Bug Mining & Mutation
Pytifex’s core innovation is bug-seeded mutation: instead of asking an LLM to invent type-checking edge cases from scratch, it mines real bugs from type checker repositories and uses them as seeds to generate targeted variations. This page explains the mining, mutation, and refinement pipeline from a developer perspective.
Why Mine Real Bugs?
Type checker bugs cluster around specific patterns — TypedDict inheritance, ParamSpec decorators, Protocol variance. Real GitHub issues represent proven edge cases that already exposed a checker’s weakness. Using them as seeds makes the LLM’s code generation dramatically more effective at producing disagreements than prompting from scratch.

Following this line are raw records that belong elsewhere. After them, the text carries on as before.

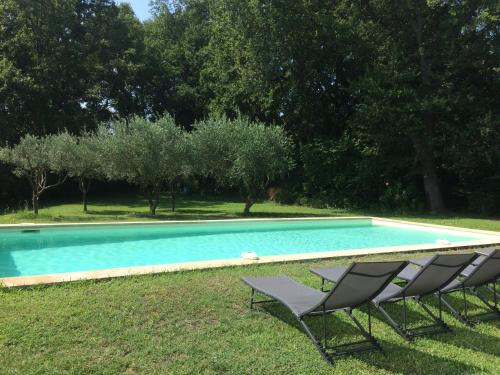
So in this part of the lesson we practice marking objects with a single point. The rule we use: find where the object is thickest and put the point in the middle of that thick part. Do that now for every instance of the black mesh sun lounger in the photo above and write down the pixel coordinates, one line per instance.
(357, 285)
(484, 270)
(437, 272)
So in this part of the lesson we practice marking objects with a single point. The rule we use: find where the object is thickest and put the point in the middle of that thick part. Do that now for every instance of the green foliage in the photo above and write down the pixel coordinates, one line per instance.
(152, 155)
(415, 81)
(35, 158)
(242, 154)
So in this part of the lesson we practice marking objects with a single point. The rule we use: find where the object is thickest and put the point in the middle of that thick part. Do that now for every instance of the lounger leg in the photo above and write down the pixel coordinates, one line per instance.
(465, 302)
(402, 332)
(366, 334)
(316, 343)
(324, 326)
(456, 313)
(485, 301)
(495, 294)
(438, 321)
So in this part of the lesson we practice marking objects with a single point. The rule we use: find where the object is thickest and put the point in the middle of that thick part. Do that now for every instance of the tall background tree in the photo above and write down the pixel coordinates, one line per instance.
(397, 100)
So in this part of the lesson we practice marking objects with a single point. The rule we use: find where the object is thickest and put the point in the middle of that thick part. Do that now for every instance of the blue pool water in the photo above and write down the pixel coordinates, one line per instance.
(64, 249)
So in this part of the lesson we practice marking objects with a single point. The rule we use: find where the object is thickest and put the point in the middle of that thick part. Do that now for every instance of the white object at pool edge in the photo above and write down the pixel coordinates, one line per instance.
(250, 255)
(443, 242)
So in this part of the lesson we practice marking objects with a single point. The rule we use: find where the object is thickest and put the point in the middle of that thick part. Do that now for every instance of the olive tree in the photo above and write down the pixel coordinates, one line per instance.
(86, 163)
(37, 158)
(151, 155)
(243, 154)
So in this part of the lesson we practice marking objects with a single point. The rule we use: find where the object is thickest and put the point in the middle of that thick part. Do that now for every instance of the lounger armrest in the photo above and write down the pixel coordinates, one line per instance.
(485, 252)
(421, 261)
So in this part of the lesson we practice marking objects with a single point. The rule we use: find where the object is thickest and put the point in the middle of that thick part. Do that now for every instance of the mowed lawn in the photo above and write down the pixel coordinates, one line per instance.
(200, 321)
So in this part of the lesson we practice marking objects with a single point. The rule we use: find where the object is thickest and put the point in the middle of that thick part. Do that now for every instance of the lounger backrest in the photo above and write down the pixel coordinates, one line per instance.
(360, 283)
(440, 270)
(486, 271)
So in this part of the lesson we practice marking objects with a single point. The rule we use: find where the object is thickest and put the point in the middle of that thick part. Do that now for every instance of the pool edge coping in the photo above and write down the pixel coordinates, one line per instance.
(24, 281)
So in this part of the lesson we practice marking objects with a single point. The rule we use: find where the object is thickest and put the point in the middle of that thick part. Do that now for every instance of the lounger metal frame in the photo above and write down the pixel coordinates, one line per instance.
(464, 315)
(330, 352)
(438, 326)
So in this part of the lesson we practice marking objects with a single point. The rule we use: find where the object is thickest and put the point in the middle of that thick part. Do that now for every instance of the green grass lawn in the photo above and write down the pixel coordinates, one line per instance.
(200, 321)
(134, 208)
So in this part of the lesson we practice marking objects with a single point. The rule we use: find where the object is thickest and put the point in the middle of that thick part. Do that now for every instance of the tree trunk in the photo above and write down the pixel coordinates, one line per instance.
(423, 149)
(172, 195)
(154, 201)
(430, 176)
(84, 186)
(248, 203)
(34, 202)
(152, 206)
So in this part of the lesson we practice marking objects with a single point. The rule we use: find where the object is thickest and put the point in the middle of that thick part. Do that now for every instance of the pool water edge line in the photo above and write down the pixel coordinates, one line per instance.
(374, 219)
(26, 281)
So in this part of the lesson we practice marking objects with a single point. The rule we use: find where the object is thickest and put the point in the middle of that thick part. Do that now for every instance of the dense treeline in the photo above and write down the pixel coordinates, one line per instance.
(156, 156)
(389, 103)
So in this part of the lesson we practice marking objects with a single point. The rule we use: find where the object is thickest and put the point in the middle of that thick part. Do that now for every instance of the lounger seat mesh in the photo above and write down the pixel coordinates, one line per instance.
(297, 297)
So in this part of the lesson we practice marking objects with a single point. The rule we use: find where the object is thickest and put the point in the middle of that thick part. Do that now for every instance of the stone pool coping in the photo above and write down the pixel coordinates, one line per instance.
(492, 239)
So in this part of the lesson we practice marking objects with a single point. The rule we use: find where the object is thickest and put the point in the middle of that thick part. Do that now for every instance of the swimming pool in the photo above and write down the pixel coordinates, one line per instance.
(46, 250)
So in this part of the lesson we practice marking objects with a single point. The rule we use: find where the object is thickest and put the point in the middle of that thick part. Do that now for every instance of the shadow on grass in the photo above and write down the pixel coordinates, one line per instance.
(394, 357)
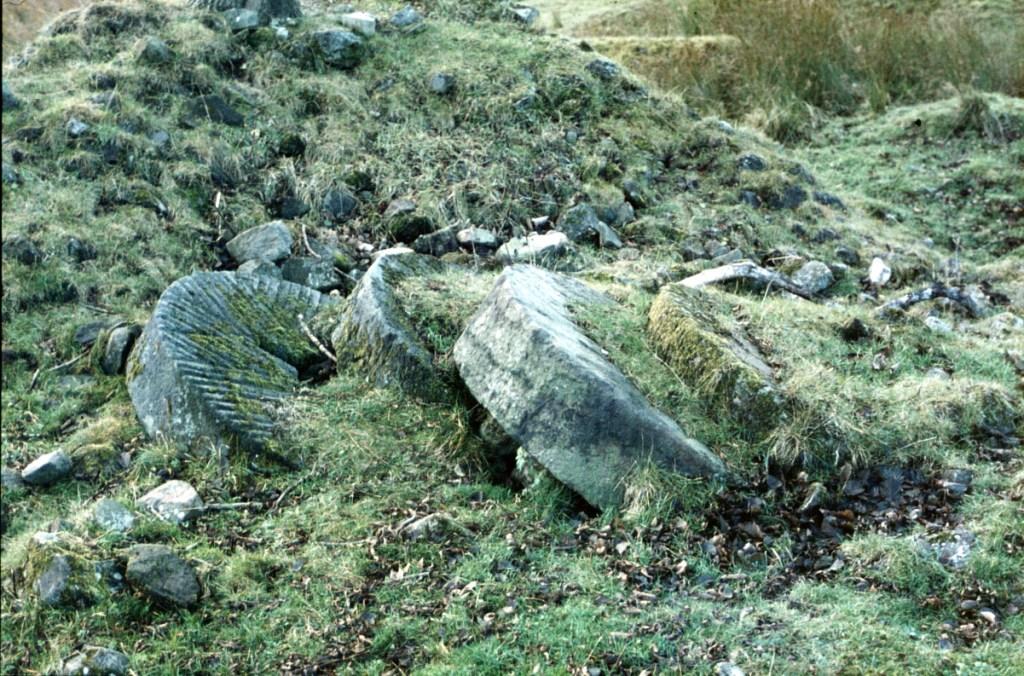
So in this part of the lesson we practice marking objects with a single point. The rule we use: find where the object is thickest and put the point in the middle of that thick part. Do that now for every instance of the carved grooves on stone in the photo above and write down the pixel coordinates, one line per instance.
(375, 334)
(218, 352)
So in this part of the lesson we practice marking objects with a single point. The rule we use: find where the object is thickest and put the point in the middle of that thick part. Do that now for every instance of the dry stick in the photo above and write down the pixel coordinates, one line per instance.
(937, 290)
(744, 269)
(315, 341)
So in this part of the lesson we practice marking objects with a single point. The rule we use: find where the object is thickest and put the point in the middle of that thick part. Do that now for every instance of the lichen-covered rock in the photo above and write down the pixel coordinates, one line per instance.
(162, 575)
(556, 394)
(376, 336)
(270, 242)
(219, 354)
(714, 357)
(174, 501)
(96, 661)
(47, 468)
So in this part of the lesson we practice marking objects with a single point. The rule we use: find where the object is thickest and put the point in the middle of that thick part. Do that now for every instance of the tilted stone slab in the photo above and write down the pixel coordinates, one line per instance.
(376, 335)
(218, 354)
(555, 393)
(714, 356)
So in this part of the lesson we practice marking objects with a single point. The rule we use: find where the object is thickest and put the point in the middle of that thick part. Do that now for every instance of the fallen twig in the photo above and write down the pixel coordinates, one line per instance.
(937, 290)
(745, 269)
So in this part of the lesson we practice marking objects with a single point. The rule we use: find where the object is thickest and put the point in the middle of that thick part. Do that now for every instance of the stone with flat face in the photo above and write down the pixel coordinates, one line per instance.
(553, 390)
(219, 354)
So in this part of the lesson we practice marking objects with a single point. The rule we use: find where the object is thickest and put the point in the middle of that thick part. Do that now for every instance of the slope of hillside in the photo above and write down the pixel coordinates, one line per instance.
(877, 503)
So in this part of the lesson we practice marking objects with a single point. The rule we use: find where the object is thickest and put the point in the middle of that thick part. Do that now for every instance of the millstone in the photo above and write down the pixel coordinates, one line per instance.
(219, 353)
(376, 336)
(554, 392)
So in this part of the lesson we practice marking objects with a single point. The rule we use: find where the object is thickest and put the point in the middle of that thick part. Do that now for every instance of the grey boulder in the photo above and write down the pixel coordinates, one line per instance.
(219, 355)
(555, 393)
(376, 335)
(162, 575)
(47, 468)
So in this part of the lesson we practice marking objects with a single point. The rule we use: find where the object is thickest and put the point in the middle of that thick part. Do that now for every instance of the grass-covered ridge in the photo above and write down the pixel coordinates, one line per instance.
(323, 573)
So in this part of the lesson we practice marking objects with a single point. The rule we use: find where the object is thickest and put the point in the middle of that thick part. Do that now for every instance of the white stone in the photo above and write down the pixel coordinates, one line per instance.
(174, 502)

Real Bug Reports LLM generates Type Checkers test
(proven edge cases) → NEW variations → the NEW code
(not copies)
The pipeline never tests the original GitHub code directly. The seeds are inspiration; the tested code is always freshly generated.
Seed Mining (github_issues.py)
Repositories
Seeds are fetched from five type checker repositories:
REPOS = {
"mypy": "python/mypy",
"pyrefly": "facebook/pyrefly",
"ty": "astral-sh/ty",
"pyright": "microsoft/pyright",
"zuban": "zubanls/zuban",
}NOTE: Pytifex does not evaluate pyright, but because of its rich nature of GitHub issues it provides a valuable source for code examples.
Filtering to Confirmed Bugs
Not all closed issues are real bugs — many are “won’t fix”, duplicates, or feature requests. Pytifex filters using the GitHub state_reason field:
def is_confirmed_bug(issue: dict) -> bool:
if issue.get("state") != "closed":
return False
if issue.get("state_reason") == "not_planned":
return False
return TrueOnly issues with state_reason == "completed" (or null for older issues) pass the filter.
Classifying False Positives / Negatives
Issues are further classified by their labels:
FALSE_POSITIVE_LABELS = ["false-positive", "false positive", "spurious", ...]
FALSE_NEGATIVE_LABELS = ["false-negative", "false negative", "missed-error", ...]This classification is passed to the LLM prompt so it knows whether the seed represents a case where a checker over-reported (false positive) or under-reported (false negative).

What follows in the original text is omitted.